Ele deu uma entrevista a Monica Bergamo, da ?Folha?, explicando a sua posição:
 - O que aconteceu?
 - Eu não dou entrevista pra programa que faz da política humor, desgraça e perseguição às pessoas.
 - O senhor falou que eles foram violentos.
 - É, violência no sentido de atacar as pessoas, de fazer chacota. Eles querem ganhar audiência ridicularizando as pessoas. Isso é um desserviço, eu não me presto a isso. É um direito meu. A liberdade de expressão é pra falar ou não falar. E, como eles insistem, é uma violência. Mas eu respeito eles, eles têm liberdade pra fazer o que quiserem na Câmara.
- O senhor deu uma cotovelada, um empurrão no repórter.
- Não, não dei empurrão nenhum. Não teve nada. Eu só disse: “Vocês estão praticando uma violência”. Violência não é só física, violência também é psicológica, né?
 - Acontece com frequência?
 - Toda semana. Eles me procuram. Eu digo que não quero falar, e eles ficam insistindo.
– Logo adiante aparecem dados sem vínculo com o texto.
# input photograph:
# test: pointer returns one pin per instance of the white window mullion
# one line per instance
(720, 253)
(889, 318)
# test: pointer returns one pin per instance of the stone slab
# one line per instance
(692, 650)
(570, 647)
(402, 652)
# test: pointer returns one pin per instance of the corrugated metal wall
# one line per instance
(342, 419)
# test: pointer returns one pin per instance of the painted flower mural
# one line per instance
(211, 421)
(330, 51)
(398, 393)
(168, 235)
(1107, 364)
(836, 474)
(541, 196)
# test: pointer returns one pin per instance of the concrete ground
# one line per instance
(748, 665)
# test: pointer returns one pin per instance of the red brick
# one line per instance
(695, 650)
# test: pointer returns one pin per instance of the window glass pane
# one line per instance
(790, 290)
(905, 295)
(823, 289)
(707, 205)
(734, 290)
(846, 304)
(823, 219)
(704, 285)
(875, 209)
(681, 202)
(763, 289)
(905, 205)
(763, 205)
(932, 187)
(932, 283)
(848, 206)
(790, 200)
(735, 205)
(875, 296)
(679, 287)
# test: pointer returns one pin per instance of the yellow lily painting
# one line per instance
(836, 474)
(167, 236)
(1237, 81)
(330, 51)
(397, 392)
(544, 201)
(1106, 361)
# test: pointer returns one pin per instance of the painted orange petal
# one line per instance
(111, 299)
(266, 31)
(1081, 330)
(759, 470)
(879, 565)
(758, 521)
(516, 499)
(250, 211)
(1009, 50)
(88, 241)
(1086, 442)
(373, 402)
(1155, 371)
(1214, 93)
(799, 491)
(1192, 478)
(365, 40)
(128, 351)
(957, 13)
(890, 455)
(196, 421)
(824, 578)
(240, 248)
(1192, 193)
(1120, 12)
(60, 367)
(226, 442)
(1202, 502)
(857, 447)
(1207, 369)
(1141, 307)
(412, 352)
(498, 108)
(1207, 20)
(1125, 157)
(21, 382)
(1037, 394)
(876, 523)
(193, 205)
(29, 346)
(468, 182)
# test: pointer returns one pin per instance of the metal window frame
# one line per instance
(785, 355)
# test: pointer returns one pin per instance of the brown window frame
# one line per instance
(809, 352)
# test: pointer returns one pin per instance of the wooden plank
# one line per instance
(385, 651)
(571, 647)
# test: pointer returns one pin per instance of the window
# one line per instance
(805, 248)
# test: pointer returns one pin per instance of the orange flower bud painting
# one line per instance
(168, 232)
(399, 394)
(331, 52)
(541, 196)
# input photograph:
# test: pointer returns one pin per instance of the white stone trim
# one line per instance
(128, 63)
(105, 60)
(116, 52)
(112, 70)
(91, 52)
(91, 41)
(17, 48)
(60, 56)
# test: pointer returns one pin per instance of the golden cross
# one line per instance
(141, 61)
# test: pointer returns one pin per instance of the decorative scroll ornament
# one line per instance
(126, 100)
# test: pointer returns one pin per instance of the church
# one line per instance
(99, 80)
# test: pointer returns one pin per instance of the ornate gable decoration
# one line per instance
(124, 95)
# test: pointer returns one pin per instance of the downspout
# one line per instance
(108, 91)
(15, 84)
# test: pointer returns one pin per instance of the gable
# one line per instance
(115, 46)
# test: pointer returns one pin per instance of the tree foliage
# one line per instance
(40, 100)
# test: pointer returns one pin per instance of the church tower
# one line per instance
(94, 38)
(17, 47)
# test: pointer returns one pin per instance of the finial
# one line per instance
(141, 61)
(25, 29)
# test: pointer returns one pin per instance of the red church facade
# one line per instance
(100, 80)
Eu não quero falar com eles, é uma decisão que tomei. Vários deputados que falaram comigo hoje em Brasília disseram: “Você agiu certo”. Porque todos os deputados se sentem… É constrangido, é perseguido, é piada, é chacota… É um absurdo. O cara não quer falar, aí eles botam a tua imagem, botam uma caricatura.
 - Colocaram alguma caricatura ligada ao senhor?
 - Eu não sei. Eu não vejo aquele programa. Não gosto, não vejo, não quero aparecer. Fazer audiência da desgraça, feito urubu, não dá, né? Eu tava lá no filme [sobre Lula] conversando com os amigos, aí os caras botam o microfone. Se você quer fazer uma entrevista, você fala: “Ô, deputado, quando você terminar a conversa aí, vamos bater um papo”. Eu não quero briga. Não quero intriga. Eu só quero preservar o meu direito de não falar com eles.